Two months after moving into his Roche home, Shoepke leased the second floor to Lauren Slater for nine months. The lease agreement did not specify that Shoepke’s consent would be required to sublease the second floor. After three months of tenancy, Slater sublet the second floor to a local artist, Javier Indalecio. Over the remaining six months, Indalecio’s use of oil paints damaged the carpeting in Shoepke’s home. Using the information presented in the chapter, answer the following questions.

  1. What is the term for the right of Roche citizens to walk across Shoepke’s land on the trail?
  2. What covenants would most courts infer were included in the warranty deed that Shoepke received when he bought his house?
  3. Can Shoepke hold Slater financially responsible for the damage to the carpeting caused by Indalecio? Explain.
  4. Could the fact that teenagers continually throw Frisbees over Shoepke’s yard outside the second-floor windows arguably be a breach of the covenant of quiet enjoyment? Why or why not?

PART B Write an opinion/ comment about the following post (what other student wrote)

When a person has ownership of a property, he or she has the right of possessing it, use it, or even dispose of it. A person can use it the way he or she wants. This is because of the ownership rights.

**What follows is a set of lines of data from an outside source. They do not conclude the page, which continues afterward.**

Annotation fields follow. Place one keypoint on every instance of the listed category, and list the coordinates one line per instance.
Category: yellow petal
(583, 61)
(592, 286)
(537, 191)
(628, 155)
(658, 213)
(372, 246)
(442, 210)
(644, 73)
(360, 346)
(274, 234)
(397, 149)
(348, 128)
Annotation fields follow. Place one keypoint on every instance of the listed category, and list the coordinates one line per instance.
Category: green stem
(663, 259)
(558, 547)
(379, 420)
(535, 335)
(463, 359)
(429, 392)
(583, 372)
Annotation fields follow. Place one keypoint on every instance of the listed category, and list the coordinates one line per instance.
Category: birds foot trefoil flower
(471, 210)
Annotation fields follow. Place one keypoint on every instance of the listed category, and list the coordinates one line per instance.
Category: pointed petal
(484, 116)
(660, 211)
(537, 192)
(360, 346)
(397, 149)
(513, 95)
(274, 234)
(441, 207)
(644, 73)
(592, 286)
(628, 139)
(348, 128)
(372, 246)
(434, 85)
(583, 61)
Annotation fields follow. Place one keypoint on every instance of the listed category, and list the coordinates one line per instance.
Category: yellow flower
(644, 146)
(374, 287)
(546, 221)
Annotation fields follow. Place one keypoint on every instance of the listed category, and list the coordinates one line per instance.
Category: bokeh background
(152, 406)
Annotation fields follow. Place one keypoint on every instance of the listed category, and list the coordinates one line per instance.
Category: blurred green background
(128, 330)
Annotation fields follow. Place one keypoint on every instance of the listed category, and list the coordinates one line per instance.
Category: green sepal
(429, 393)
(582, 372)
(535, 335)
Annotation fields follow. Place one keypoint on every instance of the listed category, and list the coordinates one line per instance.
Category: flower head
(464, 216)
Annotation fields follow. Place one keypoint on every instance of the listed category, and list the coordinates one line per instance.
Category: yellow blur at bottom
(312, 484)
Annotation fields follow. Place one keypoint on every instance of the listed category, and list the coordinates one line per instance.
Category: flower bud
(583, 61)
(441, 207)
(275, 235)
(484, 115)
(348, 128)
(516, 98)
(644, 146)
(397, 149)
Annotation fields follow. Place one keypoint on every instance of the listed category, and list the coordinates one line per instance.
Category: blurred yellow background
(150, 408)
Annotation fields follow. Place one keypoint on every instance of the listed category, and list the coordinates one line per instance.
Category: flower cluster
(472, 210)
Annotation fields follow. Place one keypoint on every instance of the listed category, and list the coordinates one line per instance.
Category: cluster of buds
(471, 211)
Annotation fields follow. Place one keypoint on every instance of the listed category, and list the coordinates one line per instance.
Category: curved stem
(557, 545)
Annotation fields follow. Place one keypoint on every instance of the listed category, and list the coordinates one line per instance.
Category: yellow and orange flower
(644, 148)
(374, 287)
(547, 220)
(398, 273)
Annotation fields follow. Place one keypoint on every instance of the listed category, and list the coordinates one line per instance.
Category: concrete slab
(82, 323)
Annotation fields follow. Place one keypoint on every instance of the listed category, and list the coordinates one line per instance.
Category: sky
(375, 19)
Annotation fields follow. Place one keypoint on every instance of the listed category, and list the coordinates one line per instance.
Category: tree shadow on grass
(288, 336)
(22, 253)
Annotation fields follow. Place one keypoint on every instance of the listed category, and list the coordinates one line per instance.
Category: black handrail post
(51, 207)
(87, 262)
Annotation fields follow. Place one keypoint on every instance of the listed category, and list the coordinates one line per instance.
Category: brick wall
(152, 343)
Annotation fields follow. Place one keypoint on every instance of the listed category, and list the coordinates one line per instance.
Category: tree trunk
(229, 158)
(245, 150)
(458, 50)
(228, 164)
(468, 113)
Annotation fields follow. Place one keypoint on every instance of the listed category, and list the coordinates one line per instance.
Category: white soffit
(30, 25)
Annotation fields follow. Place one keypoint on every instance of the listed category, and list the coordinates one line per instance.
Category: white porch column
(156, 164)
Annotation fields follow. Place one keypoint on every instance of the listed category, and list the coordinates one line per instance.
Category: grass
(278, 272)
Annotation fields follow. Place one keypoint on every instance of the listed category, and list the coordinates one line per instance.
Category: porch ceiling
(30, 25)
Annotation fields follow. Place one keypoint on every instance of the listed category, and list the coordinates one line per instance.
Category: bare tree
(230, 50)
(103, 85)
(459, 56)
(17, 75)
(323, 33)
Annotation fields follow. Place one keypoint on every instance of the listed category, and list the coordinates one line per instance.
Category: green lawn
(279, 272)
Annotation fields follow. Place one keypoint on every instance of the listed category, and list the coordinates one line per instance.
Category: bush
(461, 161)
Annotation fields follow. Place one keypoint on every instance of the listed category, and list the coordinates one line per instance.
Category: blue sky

When the government wants to take that property for public use, it can do so under the doctrine of eminent domain (Miller, 2021). However, to do that, the government will make just compensation to the owner of that property or land. Utilizing land for public use is pursuing the public interest. The local government should not take a person’s property under any other circumstance. Condemning such property in order to sell it to real estate developers for private use is against the eminent domain doctrine (Miller, 2021). This is because private interests are served instead of public interests. Essentially, a warranty deed protects the owner of the property against any defect in the ownership of that property. It protects the owner’s interests in the property. In this regard, the warranty deed that Shoepke received when he purchased a home in Maine protected his property from any defect. He has the right of possessing it and using it the way he wants. The government has no power to take it and sell it to real-estate developers. Such an attempt would be unlawful. It would undermine the people’s liberty. Once Shoepke leases his property to a tenant, he has no authority over how the tenant uses the property. The tenant has the right to use the land. It is a landlord’s duty not to disturb the tenants as they use the property (Miller, 2021). Disturbing them is curtailing the enjoyment of the property they have leased. Nonetheless, the tenant has an obligation of keeping the leased property in a habitable situation (Miller, 2021). With this, Shoepke can hold Slater financially responsible for the damage to his property.